Une approche globale est essentielle ainsi qu’une ouverture sur aux différentes modalités d’aide. La longue relation diadique psychotherapeutique n’est certainement pas toujours indiquée et il est important plutôt d’encourager chacun à aller chercher de l’aide et à discuter de ses besoins avec un professionnel qui saura non pas nous imposer l’approche que lui préfère mais bien mettre en place les services qui seront le plus adaptés pour chaque personne, avec les particularités de sa situation propre.
Les autosoins et les interventions de groupe, psychotherapeutiques, réadaptative, éducative ou de soutien, ont toutes une valeur importante et une efficacité probante. La rigueur exige de le souligner et non d’en diaboliser certaine.
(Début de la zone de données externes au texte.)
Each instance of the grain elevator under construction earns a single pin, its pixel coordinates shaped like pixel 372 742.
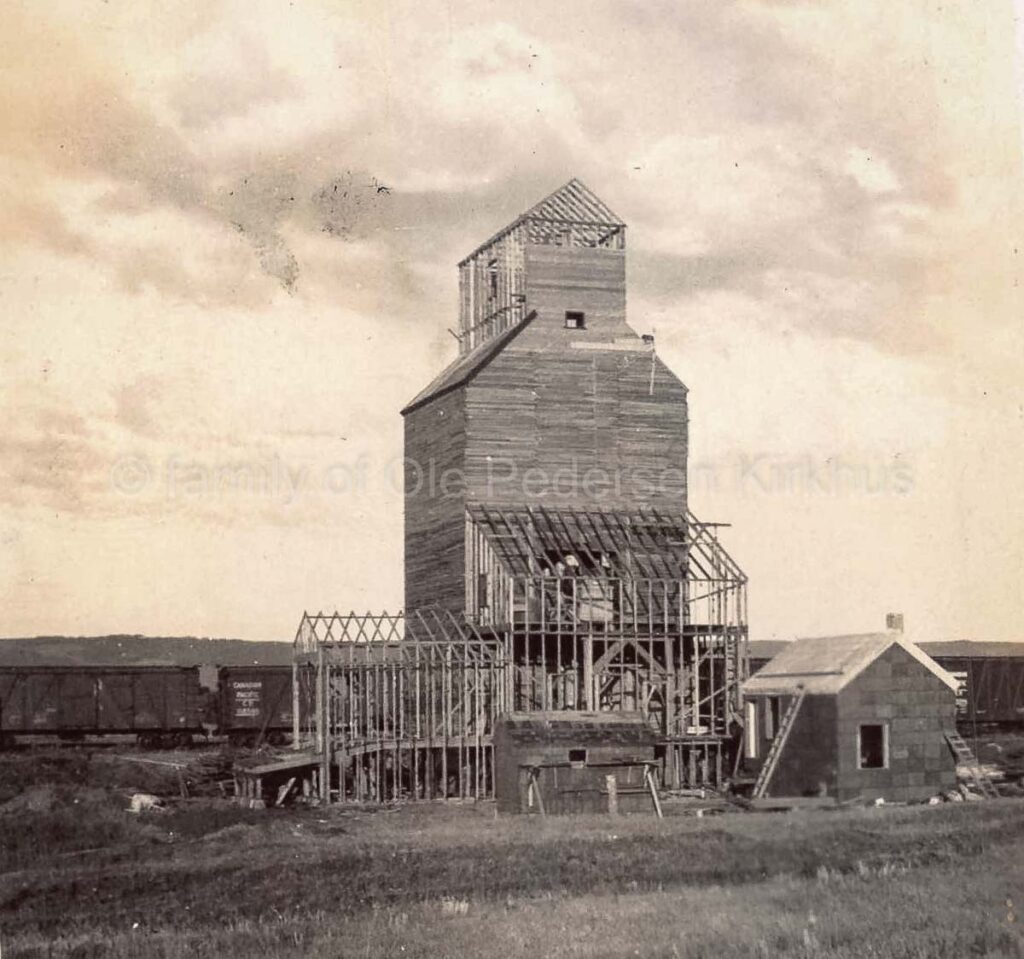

Pour certain, l’apprentissage de stratégies de gestion de l’anxiété, combiné avec une démarche de réorientation professionnelle sera la combinaison gagante; pour d’autres ce sera une intervention familiale combinée avec une intervention de soutien valorisant les forces personnelles; ou encore un groupe bref d’education psychologique permettant d’apprendre et partager sur les façons de mieux composer avec une problématique peut être tout ce dont certains ont besoin. Souvent une aide adressant à la fois les problèmes liés aux conditions de vie (précarité matérielle, violence domestique, réorientation professionnelle ) que le cheminement individuel (pouvant être très varié, allent d’objectif de réduction de la consommation d’alcool à l’analyse de blessures intrapsychiques) est la clé et ce n’est malheureusement ni dans le bureau d’un psychologue ou d’un médecin que tout se passera.
La variété des approches en relation d’aide est une richesse à apprendre à découvrir, surtout dans le contexte pandémique qui nous affecte tous.
La solidarité est de mise pour tous.